Friday, November 2, 2012

Staten Island





 Staten is the borough of New York I know least.  In 20 years of living here, I've been through it maybe twice, in the back of a car heading from Brooklyn to New Jersey, and I didn't exactly stop to look around.  I've never once ridden the Staten Island Ferry.

Staten Island has always been a place apart in New York City.  It is the smallest borough in terms of population (but still bigger than Washington DC, Boston, or Miami).  Politically, it is usually the most conservative of the 5 Boroughs, though it's a nest of heathen lefties by Texas standards.  It used to be known as the "Cops and Robbers" Borough because so many NYPD cops lived out there next door to guys employed by the Mafia (sometimes the two groups were in the same family).  There are affluent suburban neighborhoods on the island, not so affluent working class neighborhoods, housing projects, and even some farms.  The southern part of the island is still very rural.

As the sun rises on New York City after Sandy, it turns out that the borough that took the biggest hit was Richmond, aka Staten Island.  At the moment, the official death toll city wide is 37.  Staten Island accounts for 19 of those dead.  The Island was completely unprepared for the unprecedented storm surge that swept through it, demolishing houses or sweeping them off of their foundations.

Usually residents of Staten Island are content to be ignored, but not now.  Spare a little thought and prayer for the Island and give generously to the Red Cross.




3 comments:

JCF said...

I've never once ridden the Staten Island Ferry.

REALLY????

Where my ex and I first kissed (Le Sigh).
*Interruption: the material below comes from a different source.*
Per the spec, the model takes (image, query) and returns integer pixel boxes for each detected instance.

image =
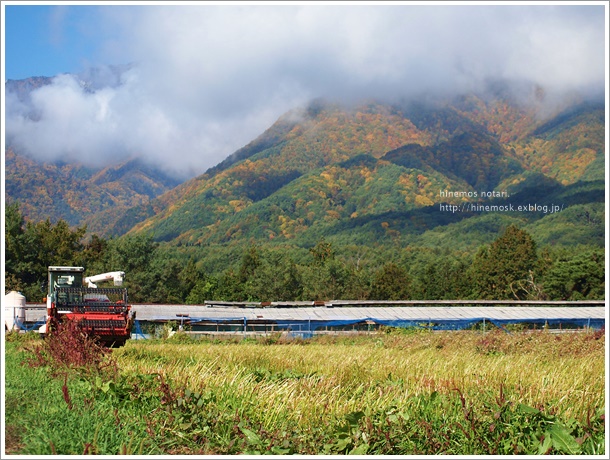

The best value cheap date in the Tri-State area, IMO. [OK, that and Central Park. CP was our first date, SIF our second.]

Hang in there, Staten Island. Big (Federal) Government is pretty awesome when you need it, huh? There's a Party for that.

M.McShea said...

I am sorry that you do not understand Staten Island. Few tourists have the courage to walk out of the ferry terminal in St. George to find a small town. Many who have traveled think of that tip of the island as a small version and feel of San Francisco. St. George and Borough Hall are an invention of the city union with the other four boroughs around 1905. The old center of the North Shore was Port Richmond Road and Richmond Terrace – now Mex-town.

SI is three times the size of Manhattan and almost the exact same size of Singapore. With a little wall street money and financing, SI could be another Singapore success story but as it stands, it is just a thruway from long island to jersey.

The politics are conservative. Half the income of the place may not be from the mob but maybe city pensions of cops and firemen. SI per capita lost the most firemen of any other borough in the big apple on 911.

They voted to secede from NYC in a plebiscite twenty years ago or so but the powers to be have kept us here to remain the dead end of New York City if you can’t afford the tolls out of the city. $15 round trip on the Verrazano and $13 round trip on the three ancient bridges that connect us to Jersey – an infrastructure disaster long overdue.

We on the North Shore were a lot more lucky than the South Shore (there is no east Staten Island like there is no East Philly where I was born and raised). We still paid out share of electrical failure from Sandy.

Overall, Staten island is either a hill or a swamp and is the “forgotten borough”.

Without blaming the victims who are by many verbal reports in the middle of a war zone type conditions on the south shore, you cannot built houses 100 from the ocean and expect them to stand in once in a lifetime hurricanes.

Most of the south shore on an 1890 map of staten island shows most of the south shore as a swamp. Etc.

Other than that, I love this half-burb on the Jersey side of New York Bay. The Jewel in the Crown of NYC that nobody in Manhattan cares to examine or admire.

Counterlight said...

My friend Jason Chappell in Brooklyn posted this on Facebook this morning:

"Big Hat Tip to community volunteer organizations like Red Hook Initiative and OccupyWallStreet/OccupySandy, who have done tremendous work all week down in Red Hook and throughout the city. They were out in kayaks and canoes delivering water and supplies, coordinating medical assistance with NYU Docs, running sick kids to Long Island College Hospital in cars, and offering up hot meals even before FEMA arrived. When volunteers showed up to help, they already had everything organized and moving. Tonight they had amassed more donated supplies than they could store, so they were shipping things down to the Rockaways and Staten Island. Good work."